Alongside these changes, the DWP has published significant new measures, giving people receiving health and disability benefits the right to try work without fear of reassessment.

The new ‘Right to Try Guarantee’ includes people with a disability or health condition - such as those recovering from illness - who want to return to work now their health has improved.

All existing recipients of the Universal Credit Health Element and new customers with 12 months or less to live or who meet the Severe Conditions Criteria will also see their standard allowance combined with their Universal Credit health element rise at least in line with inflation every year from 2026/27 to 2029/30.


DWP said: “This means they can live with dignity and security, knowing the reforms to the welfare system mean it will always be there to support them.”

DWP is also putting disabled people at the heart of a ministerial review of the PIP assessment led by Disability Minister Sir Stephen Timms and co-produced with disabled people, along with the organisations that represent them, experts, MPs and other stakeholders - making sure it is fair and fit for the future.

DWP said: “We will be engaging widely over the summer to design the process for the review and consider how it can best be co-produced to ensure that expertise from a range of different perspectives is drawn upon.

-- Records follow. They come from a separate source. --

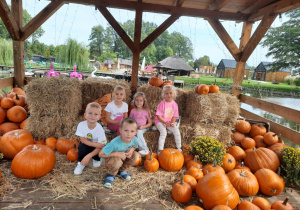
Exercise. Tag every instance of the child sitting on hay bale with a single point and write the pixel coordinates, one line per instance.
(116, 110)
(92, 138)
(142, 115)
(120, 154)
(166, 114)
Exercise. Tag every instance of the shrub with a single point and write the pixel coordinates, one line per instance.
(208, 150)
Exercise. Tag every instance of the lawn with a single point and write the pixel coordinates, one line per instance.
(253, 84)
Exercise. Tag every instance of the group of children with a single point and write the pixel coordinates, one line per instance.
(120, 153)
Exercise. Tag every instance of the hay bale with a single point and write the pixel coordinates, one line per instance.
(93, 88)
(55, 104)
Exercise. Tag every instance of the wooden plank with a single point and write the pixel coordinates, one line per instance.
(285, 132)
(7, 82)
(157, 32)
(285, 112)
(9, 21)
(40, 18)
(112, 21)
(225, 37)
(257, 36)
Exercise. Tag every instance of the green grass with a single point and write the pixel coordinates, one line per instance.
(283, 87)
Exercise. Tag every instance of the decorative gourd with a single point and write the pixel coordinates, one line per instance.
(282, 205)
(244, 182)
(243, 126)
(151, 164)
(248, 143)
(51, 142)
(228, 162)
(33, 162)
(261, 158)
(195, 172)
(171, 159)
(259, 141)
(258, 129)
(237, 152)
(270, 138)
(64, 145)
(247, 205)
(237, 137)
(269, 182)
(262, 203)
(72, 154)
(156, 81)
(16, 114)
(215, 189)
(14, 141)
(181, 191)
(191, 181)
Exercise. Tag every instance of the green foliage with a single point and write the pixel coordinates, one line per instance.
(208, 150)
(291, 165)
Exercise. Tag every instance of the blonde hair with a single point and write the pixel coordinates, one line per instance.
(169, 87)
(119, 88)
(145, 105)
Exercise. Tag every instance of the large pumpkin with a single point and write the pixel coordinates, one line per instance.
(269, 182)
(261, 158)
(14, 141)
(215, 189)
(34, 161)
(171, 159)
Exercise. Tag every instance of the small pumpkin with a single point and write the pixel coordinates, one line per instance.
(72, 154)
(171, 159)
(181, 191)
(33, 162)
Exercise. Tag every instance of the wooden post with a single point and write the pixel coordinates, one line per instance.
(18, 46)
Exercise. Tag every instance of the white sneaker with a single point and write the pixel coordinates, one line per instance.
(79, 168)
(96, 163)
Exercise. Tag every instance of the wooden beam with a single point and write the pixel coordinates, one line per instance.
(165, 9)
(278, 7)
(218, 4)
(283, 131)
(112, 21)
(285, 112)
(157, 32)
(225, 37)
(136, 51)
(40, 18)
(9, 21)
(257, 36)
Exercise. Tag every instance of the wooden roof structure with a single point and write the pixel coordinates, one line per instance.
(246, 11)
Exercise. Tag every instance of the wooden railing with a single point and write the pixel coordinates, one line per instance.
(284, 112)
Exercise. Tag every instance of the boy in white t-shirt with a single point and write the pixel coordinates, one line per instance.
(92, 138)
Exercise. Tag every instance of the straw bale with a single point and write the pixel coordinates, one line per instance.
(55, 104)
(93, 88)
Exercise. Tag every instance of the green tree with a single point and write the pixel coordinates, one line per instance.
(283, 43)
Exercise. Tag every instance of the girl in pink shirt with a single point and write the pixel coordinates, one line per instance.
(166, 114)
(142, 115)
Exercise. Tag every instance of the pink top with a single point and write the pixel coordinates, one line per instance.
(166, 111)
(141, 117)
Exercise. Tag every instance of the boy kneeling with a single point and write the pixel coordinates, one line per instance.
(120, 153)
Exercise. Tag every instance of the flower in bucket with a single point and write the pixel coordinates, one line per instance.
(208, 150)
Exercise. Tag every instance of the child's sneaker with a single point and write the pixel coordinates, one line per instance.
(108, 181)
(124, 175)
(96, 163)
(79, 168)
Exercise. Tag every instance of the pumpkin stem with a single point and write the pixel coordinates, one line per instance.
(285, 201)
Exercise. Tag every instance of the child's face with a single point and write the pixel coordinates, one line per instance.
(128, 131)
(169, 95)
(92, 114)
(139, 101)
(119, 95)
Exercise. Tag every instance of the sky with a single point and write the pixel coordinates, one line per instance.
(76, 21)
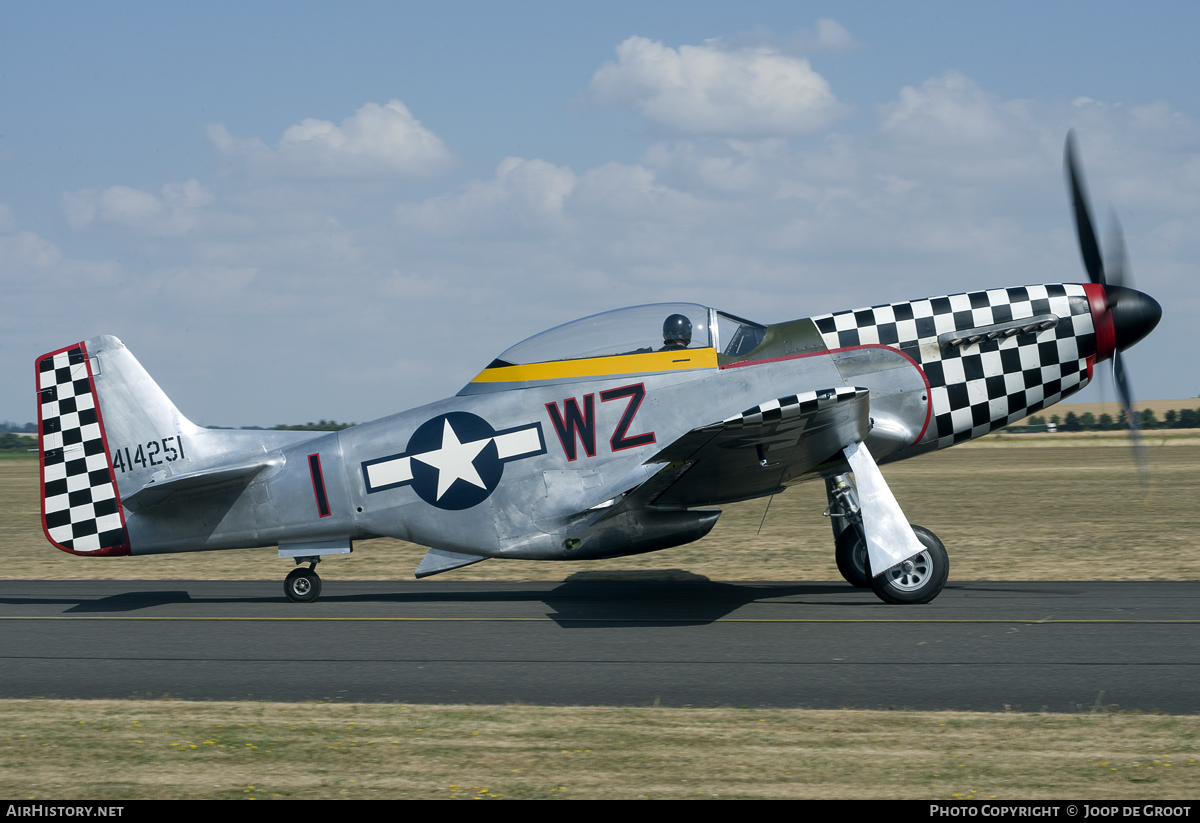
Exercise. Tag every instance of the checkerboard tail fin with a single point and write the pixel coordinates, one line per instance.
(105, 428)
(81, 506)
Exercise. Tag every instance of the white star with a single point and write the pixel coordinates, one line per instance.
(454, 460)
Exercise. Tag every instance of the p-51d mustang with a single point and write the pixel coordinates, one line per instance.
(598, 438)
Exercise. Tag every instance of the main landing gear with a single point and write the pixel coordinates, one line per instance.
(918, 580)
(303, 586)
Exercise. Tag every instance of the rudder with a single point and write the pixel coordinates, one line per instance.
(81, 508)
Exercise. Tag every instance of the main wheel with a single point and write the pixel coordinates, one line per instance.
(301, 586)
(917, 580)
(851, 554)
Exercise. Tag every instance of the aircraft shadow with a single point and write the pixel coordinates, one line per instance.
(583, 600)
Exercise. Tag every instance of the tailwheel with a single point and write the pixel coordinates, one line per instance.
(919, 578)
(301, 586)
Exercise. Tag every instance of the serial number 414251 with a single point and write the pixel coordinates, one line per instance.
(155, 452)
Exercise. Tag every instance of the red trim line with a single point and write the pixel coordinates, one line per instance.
(1102, 320)
(929, 394)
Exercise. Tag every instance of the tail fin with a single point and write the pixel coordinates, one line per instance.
(81, 509)
(105, 426)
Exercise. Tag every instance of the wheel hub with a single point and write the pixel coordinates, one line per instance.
(912, 574)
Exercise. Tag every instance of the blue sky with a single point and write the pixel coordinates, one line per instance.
(292, 211)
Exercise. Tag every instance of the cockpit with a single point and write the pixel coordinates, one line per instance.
(637, 330)
(659, 337)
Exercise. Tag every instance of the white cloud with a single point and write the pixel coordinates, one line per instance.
(708, 90)
(376, 140)
(173, 214)
(951, 109)
(523, 196)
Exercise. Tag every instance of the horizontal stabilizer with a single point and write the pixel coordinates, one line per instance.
(438, 560)
(889, 539)
(156, 491)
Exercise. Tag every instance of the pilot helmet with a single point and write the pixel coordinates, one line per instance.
(677, 326)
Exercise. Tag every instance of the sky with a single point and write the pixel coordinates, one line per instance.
(294, 211)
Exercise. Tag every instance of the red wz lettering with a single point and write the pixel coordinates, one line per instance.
(577, 427)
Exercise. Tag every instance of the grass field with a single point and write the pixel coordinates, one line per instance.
(1023, 508)
(162, 749)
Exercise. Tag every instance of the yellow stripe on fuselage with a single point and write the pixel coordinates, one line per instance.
(621, 364)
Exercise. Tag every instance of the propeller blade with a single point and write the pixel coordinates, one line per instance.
(1139, 446)
(1115, 254)
(1087, 245)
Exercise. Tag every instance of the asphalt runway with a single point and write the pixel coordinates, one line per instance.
(981, 646)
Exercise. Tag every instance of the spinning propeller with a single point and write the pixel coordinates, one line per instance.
(1123, 316)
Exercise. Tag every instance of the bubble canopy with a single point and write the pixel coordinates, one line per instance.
(635, 330)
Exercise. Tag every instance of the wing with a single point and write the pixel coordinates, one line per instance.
(756, 452)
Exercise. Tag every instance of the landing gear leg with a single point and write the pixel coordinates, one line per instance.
(846, 517)
(303, 586)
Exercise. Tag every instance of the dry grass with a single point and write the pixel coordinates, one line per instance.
(162, 749)
(1029, 509)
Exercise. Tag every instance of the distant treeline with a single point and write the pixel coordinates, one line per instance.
(10, 442)
(1105, 422)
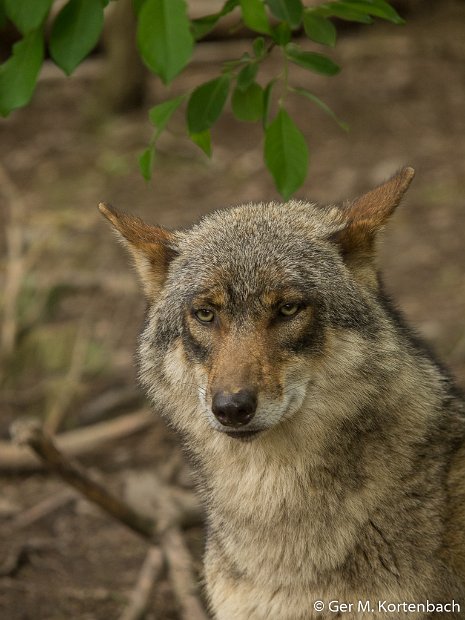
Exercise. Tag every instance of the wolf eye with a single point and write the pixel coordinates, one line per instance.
(288, 309)
(205, 315)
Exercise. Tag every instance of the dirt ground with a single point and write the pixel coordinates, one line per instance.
(402, 91)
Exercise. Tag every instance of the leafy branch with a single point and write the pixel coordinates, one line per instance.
(166, 39)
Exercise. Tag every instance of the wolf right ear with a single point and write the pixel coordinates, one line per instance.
(362, 219)
(152, 247)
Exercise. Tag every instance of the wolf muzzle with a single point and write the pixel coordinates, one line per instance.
(234, 409)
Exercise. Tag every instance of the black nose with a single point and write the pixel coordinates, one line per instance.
(234, 409)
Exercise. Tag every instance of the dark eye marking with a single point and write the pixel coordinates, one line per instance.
(204, 315)
(289, 309)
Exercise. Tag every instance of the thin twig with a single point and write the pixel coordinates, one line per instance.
(42, 509)
(78, 442)
(171, 540)
(14, 262)
(180, 573)
(67, 387)
(31, 434)
(150, 571)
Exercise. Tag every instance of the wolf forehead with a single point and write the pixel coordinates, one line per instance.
(255, 247)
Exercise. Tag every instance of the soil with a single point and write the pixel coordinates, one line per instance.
(402, 91)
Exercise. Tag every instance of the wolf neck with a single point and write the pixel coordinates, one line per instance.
(334, 462)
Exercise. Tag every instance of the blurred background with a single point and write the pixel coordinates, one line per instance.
(70, 305)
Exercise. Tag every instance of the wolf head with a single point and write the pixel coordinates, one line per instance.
(259, 309)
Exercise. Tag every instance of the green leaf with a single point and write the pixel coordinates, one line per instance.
(206, 104)
(18, 75)
(311, 60)
(289, 11)
(146, 161)
(281, 34)
(247, 76)
(341, 10)
(203, 141)
(247, 105)
(75, 32)
(161, 114)
(137, 5)
(322, 105)
(259, 47)
(378, 8)
(254, 16)
(164, 38)
(267, 101)
(319, 28)
(286, 154)
(27, 15)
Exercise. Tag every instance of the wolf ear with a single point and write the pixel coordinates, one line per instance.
(364, 217)
(152, 247)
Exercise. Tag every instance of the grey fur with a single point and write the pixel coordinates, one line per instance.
(354, 489)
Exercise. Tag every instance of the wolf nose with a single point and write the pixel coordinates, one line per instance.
(234, 409)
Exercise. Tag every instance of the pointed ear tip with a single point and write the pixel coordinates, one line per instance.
(107, 211)
(408, 173)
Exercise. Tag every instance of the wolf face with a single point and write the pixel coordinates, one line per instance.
(251, 311)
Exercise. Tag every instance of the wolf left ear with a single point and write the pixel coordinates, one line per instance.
(152, 247)
(365, 216)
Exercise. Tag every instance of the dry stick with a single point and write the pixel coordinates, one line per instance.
(41, 509)
(30, 433)
(14, 263)
(180, 572)
(174, 549)
(78, 442)
(149, 573)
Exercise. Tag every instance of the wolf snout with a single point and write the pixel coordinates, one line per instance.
(234, 409)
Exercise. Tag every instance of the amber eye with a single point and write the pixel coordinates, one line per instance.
(205, 315)
(288, 309)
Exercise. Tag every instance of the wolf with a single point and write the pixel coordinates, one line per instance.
(327, 441)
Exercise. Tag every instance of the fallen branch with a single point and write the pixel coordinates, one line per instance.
(29, 433)
(20, 555)
(180, 573)
(150, 571)
(78, 442)
(40, 510)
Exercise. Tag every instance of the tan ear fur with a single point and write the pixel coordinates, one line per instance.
(152, 247)
(364, 217)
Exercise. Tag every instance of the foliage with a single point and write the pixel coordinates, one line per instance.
(166, 40)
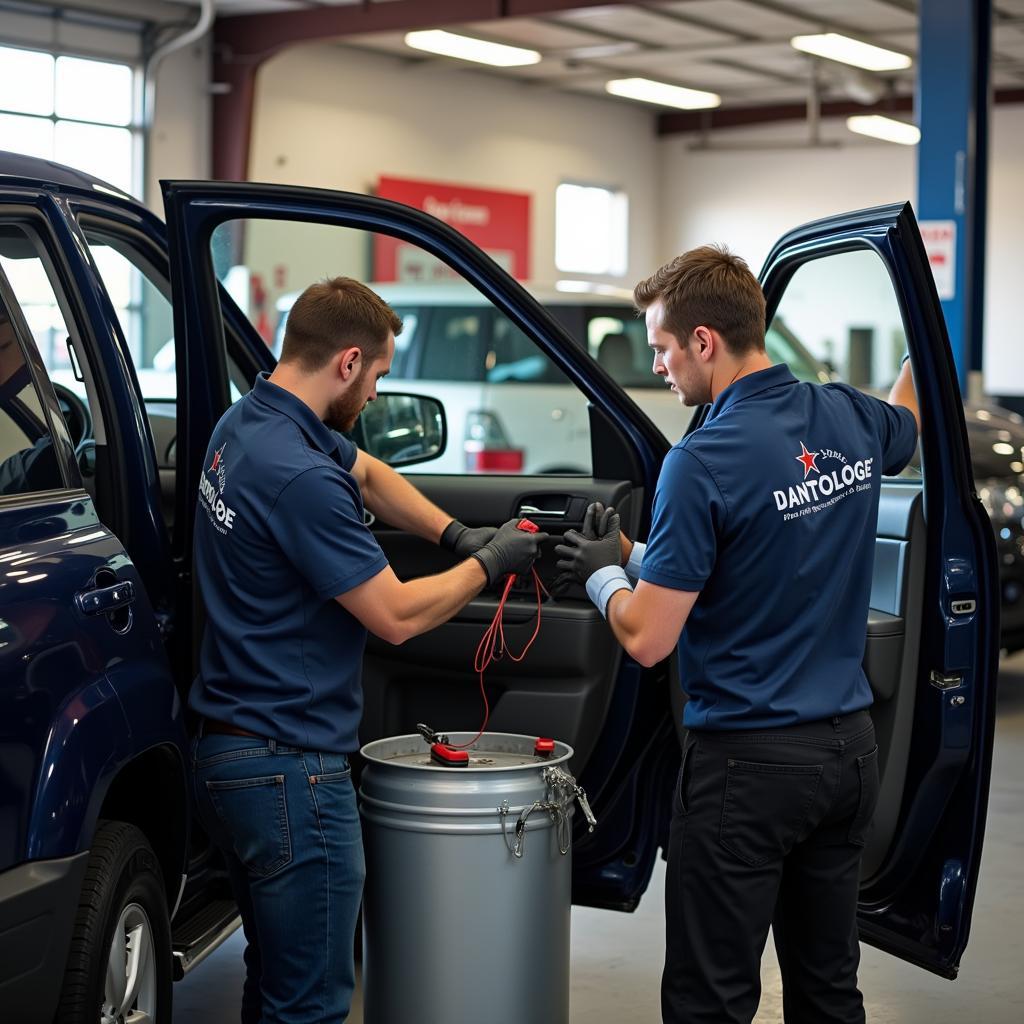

“These reforms are underpinned by a major investment in employment support for sick and disabled people - worth £3.8 billion over the Parliament. Funding will be brought forward for tailored employment, health and skills support to help disabled people and those with health conditions get into work as part of our Pathways to Work guarantee.”

DWP added: “This investment will accelerate the pace of new investments in employment support programmes, building on and learning from successes such as the Connect to Work programme, which are already rolling out to provide disabled people and people with health conditions with one-to-one support at the point when they feel ready to work.”